Отчего бы мне не изобразить злодея, что подглядывал за лошадьми, и не обратиться прямо к господину де Баху? Если я раскрою злоумышление, он мне будет благодарен, да и вообще долг всякого честного человека, случайно ставшего свидетелем злоумышления, — раскрывать его, забыв о страхе. Вот и в стихотворении Пушкина о купеческой дочери Наташе о том же говорится — выдала злодея, не побоялась! А мне чего бояться?

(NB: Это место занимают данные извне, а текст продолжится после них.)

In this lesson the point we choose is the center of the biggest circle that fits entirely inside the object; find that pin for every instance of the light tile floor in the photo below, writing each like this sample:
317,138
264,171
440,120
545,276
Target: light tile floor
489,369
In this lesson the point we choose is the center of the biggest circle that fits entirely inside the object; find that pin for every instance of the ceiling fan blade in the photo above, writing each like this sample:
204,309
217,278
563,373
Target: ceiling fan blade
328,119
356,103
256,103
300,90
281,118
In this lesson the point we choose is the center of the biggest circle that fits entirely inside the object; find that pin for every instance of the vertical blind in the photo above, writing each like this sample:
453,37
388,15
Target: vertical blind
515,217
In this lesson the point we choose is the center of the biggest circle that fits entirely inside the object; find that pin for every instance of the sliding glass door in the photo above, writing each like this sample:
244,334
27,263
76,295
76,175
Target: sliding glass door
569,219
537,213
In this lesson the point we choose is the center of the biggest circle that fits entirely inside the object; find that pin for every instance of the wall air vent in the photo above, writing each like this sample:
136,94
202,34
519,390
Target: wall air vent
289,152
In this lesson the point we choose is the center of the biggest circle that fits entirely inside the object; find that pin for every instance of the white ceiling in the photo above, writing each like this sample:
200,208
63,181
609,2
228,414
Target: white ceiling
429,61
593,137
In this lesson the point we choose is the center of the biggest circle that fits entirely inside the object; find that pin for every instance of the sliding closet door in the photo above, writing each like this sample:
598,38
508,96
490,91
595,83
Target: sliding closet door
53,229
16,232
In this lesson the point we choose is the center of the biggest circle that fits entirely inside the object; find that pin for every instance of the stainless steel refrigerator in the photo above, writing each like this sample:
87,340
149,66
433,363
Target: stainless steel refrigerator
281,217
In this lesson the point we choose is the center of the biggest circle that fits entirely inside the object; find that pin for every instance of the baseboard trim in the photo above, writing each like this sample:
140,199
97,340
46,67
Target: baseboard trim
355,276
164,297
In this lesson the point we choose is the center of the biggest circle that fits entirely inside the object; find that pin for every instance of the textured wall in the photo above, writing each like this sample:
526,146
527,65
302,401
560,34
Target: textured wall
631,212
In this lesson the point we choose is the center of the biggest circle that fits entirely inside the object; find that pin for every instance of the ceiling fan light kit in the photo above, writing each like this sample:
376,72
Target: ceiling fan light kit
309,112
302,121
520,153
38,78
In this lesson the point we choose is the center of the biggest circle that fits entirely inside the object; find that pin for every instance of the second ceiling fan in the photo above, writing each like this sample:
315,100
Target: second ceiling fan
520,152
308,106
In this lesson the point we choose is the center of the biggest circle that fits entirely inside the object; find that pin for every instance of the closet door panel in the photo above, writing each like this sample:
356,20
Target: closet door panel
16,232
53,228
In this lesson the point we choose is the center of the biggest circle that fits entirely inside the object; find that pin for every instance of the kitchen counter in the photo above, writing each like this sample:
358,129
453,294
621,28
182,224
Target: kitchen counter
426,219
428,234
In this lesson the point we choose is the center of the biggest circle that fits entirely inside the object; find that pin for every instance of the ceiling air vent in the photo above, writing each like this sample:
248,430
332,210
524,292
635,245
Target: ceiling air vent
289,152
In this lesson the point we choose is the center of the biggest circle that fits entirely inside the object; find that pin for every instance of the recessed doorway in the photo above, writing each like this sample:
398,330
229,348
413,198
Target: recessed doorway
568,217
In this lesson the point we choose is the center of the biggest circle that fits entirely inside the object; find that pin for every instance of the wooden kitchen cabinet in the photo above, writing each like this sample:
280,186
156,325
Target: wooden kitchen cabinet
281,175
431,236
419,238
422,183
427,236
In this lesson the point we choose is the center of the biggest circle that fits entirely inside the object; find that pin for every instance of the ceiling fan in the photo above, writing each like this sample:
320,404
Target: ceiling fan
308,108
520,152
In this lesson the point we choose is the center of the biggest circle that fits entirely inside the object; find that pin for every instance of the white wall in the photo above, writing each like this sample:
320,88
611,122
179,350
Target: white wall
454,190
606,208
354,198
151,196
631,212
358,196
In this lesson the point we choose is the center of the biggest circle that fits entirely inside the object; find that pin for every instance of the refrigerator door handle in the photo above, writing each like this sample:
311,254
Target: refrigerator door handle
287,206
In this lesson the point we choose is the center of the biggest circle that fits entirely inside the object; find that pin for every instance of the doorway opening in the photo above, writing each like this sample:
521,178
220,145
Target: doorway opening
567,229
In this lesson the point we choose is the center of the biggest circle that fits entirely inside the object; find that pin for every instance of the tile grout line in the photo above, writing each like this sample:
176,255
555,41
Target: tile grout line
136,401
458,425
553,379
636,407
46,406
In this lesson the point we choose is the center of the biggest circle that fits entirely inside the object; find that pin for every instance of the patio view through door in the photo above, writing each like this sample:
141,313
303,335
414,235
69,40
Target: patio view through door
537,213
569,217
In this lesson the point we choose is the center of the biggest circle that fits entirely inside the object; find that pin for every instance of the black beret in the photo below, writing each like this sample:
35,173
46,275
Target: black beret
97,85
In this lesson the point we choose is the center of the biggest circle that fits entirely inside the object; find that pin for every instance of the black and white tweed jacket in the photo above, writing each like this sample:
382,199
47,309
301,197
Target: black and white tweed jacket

Вечером я уселась рисовать. Лицо я запомнила хорошо — оно было широкое, с прищуренными глазами, и вид имело такой, словно кто-то крепко стукнул по макушке сверху, и оно сплющилось. Я рисовала и думала, до какой же степени нужно потерять стыд, чтобы среди бела дня караулить красавчика-штукаря! Прямо у дверей, да еще поднявши шум, словно на ярмарке!
Да, разумеется, я хотела его увидеть, но с разумной целью и скрытно. А не так, чтобы весь город на меня пальцами показывал! Я хотела привести себя в чувство, выбить у себя из головы эту чушь, а не любоваться вблизи смазливым черноглазым щеголем!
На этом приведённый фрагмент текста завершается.